私は、後段の、現状掛けビジョン掛け移行プロセスというところで地球温暖化問題を伺いたいのです。
そもそも社民党は、政権交代の直後は民主党と連立をいたしておりまして、そのとき、一九九〇年比で二〇二〇年までに二五%の二酸化炭素削減というのを三党連立合意でつくりました。でも、今思えば、それはビジョンであって、移行プロセスをどうするかというところをもうちょっとしっかり詰めておかなかったということもあって、当時は、多分民主党のお考えの中にも、原発というものが二酸化炭素排出が少ないから、それも加味しながらということもお考えであったと思うんです。私どもはそういう立場ではないけれども、世界に約束する公約として、二五%削減というのを何とかやりたいと思っておりました。
三月十一日が起きまして以降、この二五%削減を、もうできないから下げるべきじゃないかというような論議もあるんですけれども、私は、日本の政治あるいは科学との絡まりの中では、こうした国際公約を先にぼんと上げて、そこから逆規定して物事を決めていくという発想は極めてまれだったし、何とかこのことを実現させていきたいと今も思っております。

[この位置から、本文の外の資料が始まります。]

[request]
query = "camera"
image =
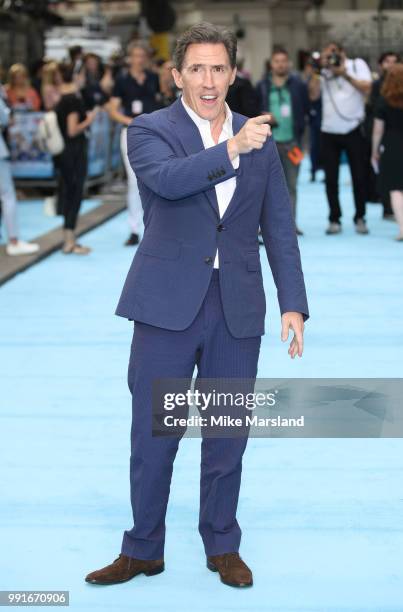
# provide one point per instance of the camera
(334, 59)
(314, 61)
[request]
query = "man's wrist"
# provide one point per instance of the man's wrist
(232, 148)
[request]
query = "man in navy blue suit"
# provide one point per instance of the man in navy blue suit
(208, 178)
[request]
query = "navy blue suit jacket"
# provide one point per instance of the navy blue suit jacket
(171, 269)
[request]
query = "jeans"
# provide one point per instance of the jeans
(8, 199)
(354, 145)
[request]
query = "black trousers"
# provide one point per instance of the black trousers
(71, 166)
(332, 145)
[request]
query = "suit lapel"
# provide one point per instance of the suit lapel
(190, 138)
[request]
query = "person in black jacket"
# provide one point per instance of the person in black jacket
(71, 164)
(285, 96)
(242, 97)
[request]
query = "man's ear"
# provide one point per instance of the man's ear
(177, 78)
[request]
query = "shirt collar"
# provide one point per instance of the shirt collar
(200, 122)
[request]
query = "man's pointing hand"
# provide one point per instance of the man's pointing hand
(251, 136)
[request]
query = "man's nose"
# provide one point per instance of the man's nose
(208, 80)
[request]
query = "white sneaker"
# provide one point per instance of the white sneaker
(22, 248)
(49, 206)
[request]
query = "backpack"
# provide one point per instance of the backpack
(49, 136)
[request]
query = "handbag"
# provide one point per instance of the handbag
(50, 138)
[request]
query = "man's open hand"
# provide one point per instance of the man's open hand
(251, 136)
(294, 321)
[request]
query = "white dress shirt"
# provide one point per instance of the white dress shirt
(225, 189)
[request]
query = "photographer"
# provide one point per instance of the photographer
(284, 96)
(343, 83)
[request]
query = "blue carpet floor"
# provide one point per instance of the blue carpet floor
(32, 221)
(322, 519)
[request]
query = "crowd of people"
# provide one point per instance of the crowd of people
(334, 100)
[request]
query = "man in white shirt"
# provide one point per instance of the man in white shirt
(208, 178)
(225, 190)
(343, 83)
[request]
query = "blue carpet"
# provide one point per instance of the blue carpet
(322, 519)
(32, 222)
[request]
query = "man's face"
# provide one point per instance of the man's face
(280, 64)
(138, 59)
(205, 77)
(388, 61)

先生は従来から、温暖化問題には大変見識も深く御発言も多々ございましたので、原発の稼働がどうなるかということはございますけれども、きょう、ちょうど再生可能エネルギー法も成立いたしますし、あと、先ほど来の省エネ、ここが大きなソースになると思いますけれども、現状で、この二五%ビジョン、そして移行プロセスということはどうお考えか、お願いいたします。